My eyes filled with tears. Never before had a building made me weep. It was that sense of perfection I have found more often in nature, the homecoming when one arrives at the perfect moment, the perfect place, where the lack that drives our stories is satisfied, every desire met.

I drifted around the cathedral as in a dream. There were no lights on at first, and the upward-thrusting shafts and vaults disappeared, like prayer, into a realm beyond our sight. The eloquent profusion of Gothic lines, the underlying mind that held vast forces in balance, subduing the play of gravity and architecture into a state of arrested serenity, was everywhere implied, but the complexity outran the mind’s descriptive grasp. Chartres invites not analysis, but worship. In every direction, the space receded into vague twilights. The effect was neither disorienting nor alarming, but enfolding, a mothering womb rather than annihilating tomb. Theotokos, the Divine Mother, was not only at the heart of the north rose window. She was the very space in which we moved.

The kaleidescopic windows seemed suspended, weightless, free floating in the darkness, jeweled messengers uttering angelic phrases directly to the soul, unclothed by human words. The north rose window, like Dante’s vision of the heavenly dance, held me rapt for the longest time. What kind of imagination had spread such rich fare before us?
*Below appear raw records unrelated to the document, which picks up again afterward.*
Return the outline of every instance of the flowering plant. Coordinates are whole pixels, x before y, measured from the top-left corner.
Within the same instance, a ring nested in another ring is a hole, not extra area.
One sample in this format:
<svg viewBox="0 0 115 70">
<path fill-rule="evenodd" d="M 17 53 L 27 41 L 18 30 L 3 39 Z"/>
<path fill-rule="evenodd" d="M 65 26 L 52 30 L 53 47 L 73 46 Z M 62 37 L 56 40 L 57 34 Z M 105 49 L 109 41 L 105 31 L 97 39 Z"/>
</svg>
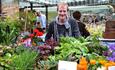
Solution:
<svg viewBox="0 0 115 70">
<path fill-rule="evenodd" d="M 107 59 L 115 62 L 115 44 L 109 44 L 108 47 L 109 47 L 109 55 Z"/>
</svg>

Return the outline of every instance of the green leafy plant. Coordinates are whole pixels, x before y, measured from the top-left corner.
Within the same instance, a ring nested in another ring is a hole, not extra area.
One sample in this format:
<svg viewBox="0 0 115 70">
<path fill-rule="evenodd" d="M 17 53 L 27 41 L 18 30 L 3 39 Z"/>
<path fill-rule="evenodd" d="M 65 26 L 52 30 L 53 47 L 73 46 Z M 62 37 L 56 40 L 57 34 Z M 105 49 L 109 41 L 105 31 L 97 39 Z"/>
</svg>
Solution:
<svg viewBox="0 0 115 70">
<path fill-rule="evenodd" d="M 15 70 L 27 70 L 33 69 L 35 60 L 38 56 L 38 52 L 30 49 L 24 50 L 18 56 L 12 59 L 12 63 L 10 64 L 10 69 Z"/>
</svg>

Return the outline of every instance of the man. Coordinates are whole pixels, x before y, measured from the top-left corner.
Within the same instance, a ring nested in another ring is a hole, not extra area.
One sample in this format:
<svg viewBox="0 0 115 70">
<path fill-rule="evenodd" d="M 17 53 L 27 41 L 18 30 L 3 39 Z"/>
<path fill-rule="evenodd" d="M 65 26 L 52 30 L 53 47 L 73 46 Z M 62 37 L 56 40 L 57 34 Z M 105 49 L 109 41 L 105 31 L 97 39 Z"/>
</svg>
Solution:
<svg viewBox="0 0 115 70">
<path fill-rule="evenodd" d="M 51 37 L 57 42 L 59 42 L 59 37 L 61 36 L 79 37 L 78 24 L 68 16 L 68 5 L 66 3 L 59 3 L 57 5 L 57 13 L 55 20 L 49 24 L 46 41 Z"/>
<path fill-rule="evenodd" d="M 79 30 L 80 30 L 80 33 L 83 37 L 87 37 L 90 35 L 90 33 L 87 31 L 87 29 L 85 28 L 85 24 L 83 24 L 81 21 L 80 21 L 80 18 L 81 18 L 81 12 L 79 11 L 75 11 L 73 12 L 73 18 L 76 20 L 76 22 L 78 23 L 78 26 L 79 26 Z"/>
<path fill-rule="evenodd" d="M 36 11 L 36 22 L 40 21 L 41 23 L 41 28 L 44 30 L 46 29 L 46 16 L 42 14 L 40 11 Z"/>
</svg>

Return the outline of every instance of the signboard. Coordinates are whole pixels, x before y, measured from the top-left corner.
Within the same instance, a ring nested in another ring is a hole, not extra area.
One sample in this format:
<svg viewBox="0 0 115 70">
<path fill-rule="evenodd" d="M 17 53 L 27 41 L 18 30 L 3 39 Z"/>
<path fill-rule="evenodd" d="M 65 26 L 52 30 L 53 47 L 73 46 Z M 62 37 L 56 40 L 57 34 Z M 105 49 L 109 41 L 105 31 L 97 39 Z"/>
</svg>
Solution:
<svg viewBox="0 0 115 70">
<path fill-rule="evenodd" d="M 58 70 L 77 70 L 77 62 L 59 61 Z"/>
</svg>

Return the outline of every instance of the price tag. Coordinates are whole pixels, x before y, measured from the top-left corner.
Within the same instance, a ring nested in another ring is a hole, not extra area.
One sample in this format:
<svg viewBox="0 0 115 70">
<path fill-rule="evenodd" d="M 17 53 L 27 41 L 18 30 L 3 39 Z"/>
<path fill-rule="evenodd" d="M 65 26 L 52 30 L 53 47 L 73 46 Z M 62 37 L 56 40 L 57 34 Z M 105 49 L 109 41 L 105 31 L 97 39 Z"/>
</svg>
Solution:
<svg viewBox="0 0 115 70">
<path fill-rule="evenodd" d="M 115 70 L 115 66 L 108 67 L 108 70 Z"/>
<path fill-rule="evenodd" d="M 77 70 L 77 63 L 70 61 L 59 61 L 58 70 Z"/>
</svg>

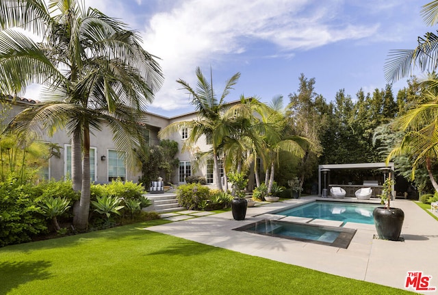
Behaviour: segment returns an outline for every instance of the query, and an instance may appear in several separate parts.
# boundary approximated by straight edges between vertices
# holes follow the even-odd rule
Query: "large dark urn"
[[[243,220],[245,219],[247,203],[248,201],[246,198],[234,198],[231,201],[231,211],[235,220]]]
[[[404,212],[399,208],[378,207],[372,212],[378,238],[398,241],[402,231]]]

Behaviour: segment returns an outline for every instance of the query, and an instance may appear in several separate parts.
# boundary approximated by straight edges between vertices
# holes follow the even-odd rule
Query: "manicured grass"
[[[405,292],[144,229],[162,222],[153,220],[0,248],[0,294]]]
[[[430,211],[429,211],[430,209],[430,204],[424,204],[422,202],[419,202],[419,201],[415,201],[414,203],[417,204],[423,210],[426,211],[427,214],[429,214],[430,216],[433,217],[434,218],[435,218],[435,220],[438,220],[438,216],[437,216],[435,214],[434,214],[433,213],[430,212]]]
And if we feasted on such visions, how would we be changed?[iv]

North rose window, Chartres cathedral

 

 

[i] From “School,” a lecture given by Ralph Waldo Emerson in Boston on Dec. 19, 1838.

[ii] Ashton Nichols, The Poetics of Epiphany: Nineteenth Century Origins of the Modern Literary Movement (Tuscaloosa, AL: University of Alabama Press, 1987), 14.

[iii] Personal journal (April 29, 1976).